By the early 21st century Pareto curves overlie Gaussian curves. Still a bell-ish curve. There are fewer events in the standard deviation, so the bell is stumpier. Its thicker edges reflect the fact that outliers are far more frequent than Gauss predicted.

Risk managers found that their data on extreme storm events and the most powerful earthquakes followed a Pareto distribution rather than a Gauss curve.

Where probability is going

For some years venture capitalists believed that there was a glass-half-full side to Pareto’s Law. Sure, bad outlier events could be really bad … but there must be inconceivably good outcomes too.

Then came Facebook. Founded in 2004, in 12 years its profit topped US$1 billion. In 2005, Paul Graham founded Y Combinator , a Mountain View CA-based seed accelerator. It was Graham’s experiment to test his hypothesis that outlier events could be incubated.

When you map the results of YC companies against other startups there is no bell-like curve. Nearly all YC companies cluster at the top left side of the graph. Few in number with extreme growth in sales, profit and valuation, then results plunge down to all the other startups. They form a long tail that dwindles slowly off to the right, with comparatively small returns.

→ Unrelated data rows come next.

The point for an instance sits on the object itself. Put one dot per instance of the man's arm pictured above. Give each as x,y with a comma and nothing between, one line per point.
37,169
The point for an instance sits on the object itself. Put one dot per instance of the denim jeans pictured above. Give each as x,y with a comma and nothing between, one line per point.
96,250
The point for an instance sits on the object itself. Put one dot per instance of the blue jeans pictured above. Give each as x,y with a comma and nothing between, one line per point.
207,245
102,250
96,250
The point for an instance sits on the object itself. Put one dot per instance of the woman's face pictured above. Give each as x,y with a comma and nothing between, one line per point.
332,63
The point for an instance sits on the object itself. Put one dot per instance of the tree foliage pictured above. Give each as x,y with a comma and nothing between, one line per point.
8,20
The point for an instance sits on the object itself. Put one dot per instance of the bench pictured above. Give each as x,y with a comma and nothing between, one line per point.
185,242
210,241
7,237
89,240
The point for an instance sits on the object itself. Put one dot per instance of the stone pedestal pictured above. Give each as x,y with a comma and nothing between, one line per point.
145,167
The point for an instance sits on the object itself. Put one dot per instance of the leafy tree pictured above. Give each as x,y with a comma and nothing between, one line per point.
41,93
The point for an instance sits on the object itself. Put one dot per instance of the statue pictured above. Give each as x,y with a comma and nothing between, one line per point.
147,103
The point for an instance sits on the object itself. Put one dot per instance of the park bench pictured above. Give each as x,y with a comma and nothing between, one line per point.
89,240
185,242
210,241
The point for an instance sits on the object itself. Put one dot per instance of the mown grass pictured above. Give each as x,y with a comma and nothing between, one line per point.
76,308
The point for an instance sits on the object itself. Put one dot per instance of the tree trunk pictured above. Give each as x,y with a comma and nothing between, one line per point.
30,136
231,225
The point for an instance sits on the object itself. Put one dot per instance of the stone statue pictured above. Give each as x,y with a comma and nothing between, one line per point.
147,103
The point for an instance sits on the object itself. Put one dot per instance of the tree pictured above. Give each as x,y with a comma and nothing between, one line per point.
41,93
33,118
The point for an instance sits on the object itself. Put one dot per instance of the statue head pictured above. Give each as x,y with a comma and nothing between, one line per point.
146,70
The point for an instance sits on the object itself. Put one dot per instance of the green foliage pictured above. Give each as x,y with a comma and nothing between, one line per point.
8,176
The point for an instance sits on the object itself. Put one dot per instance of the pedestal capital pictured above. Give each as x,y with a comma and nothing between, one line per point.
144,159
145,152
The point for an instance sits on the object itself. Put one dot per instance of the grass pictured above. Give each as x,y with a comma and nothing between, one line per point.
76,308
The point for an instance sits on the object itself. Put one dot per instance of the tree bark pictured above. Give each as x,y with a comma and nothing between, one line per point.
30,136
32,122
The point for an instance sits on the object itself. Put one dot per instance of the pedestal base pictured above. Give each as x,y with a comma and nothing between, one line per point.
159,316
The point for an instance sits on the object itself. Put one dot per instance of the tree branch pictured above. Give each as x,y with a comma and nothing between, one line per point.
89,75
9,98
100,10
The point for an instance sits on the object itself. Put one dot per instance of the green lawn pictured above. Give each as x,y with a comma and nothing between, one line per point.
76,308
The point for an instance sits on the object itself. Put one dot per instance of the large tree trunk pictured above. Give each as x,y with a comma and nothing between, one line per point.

This is now referred to as a Power Law distribution. In 2004 there were about 10,000 startups and Facebook’s results top the total of all the others. Every year, there’s another one of these unicorns.

Should we chase after unicorns like everybody else? No. Strategy 101 says: “if you want to knock off the market leader using his methods you will need a three-to-one advantage in material and resources.” At least. Besides, the Silicon Valley model is deeply rooted in US culture and the structure of its economy.

A different model of innovation

The German model is a better fit for Canada and Canadians. Germans practice commercialization as a joint private-public partnership. Sometimes the public sector funds the capital costs, and industry and academe carry the operating costs. This is how the ZAL aerospace hub in Hamburg works. Sometimes the private and public partners split the core funding, and private companies fund commercialization projects derived from the core-funded work. This is how the Fraunhofer Institutes are structured.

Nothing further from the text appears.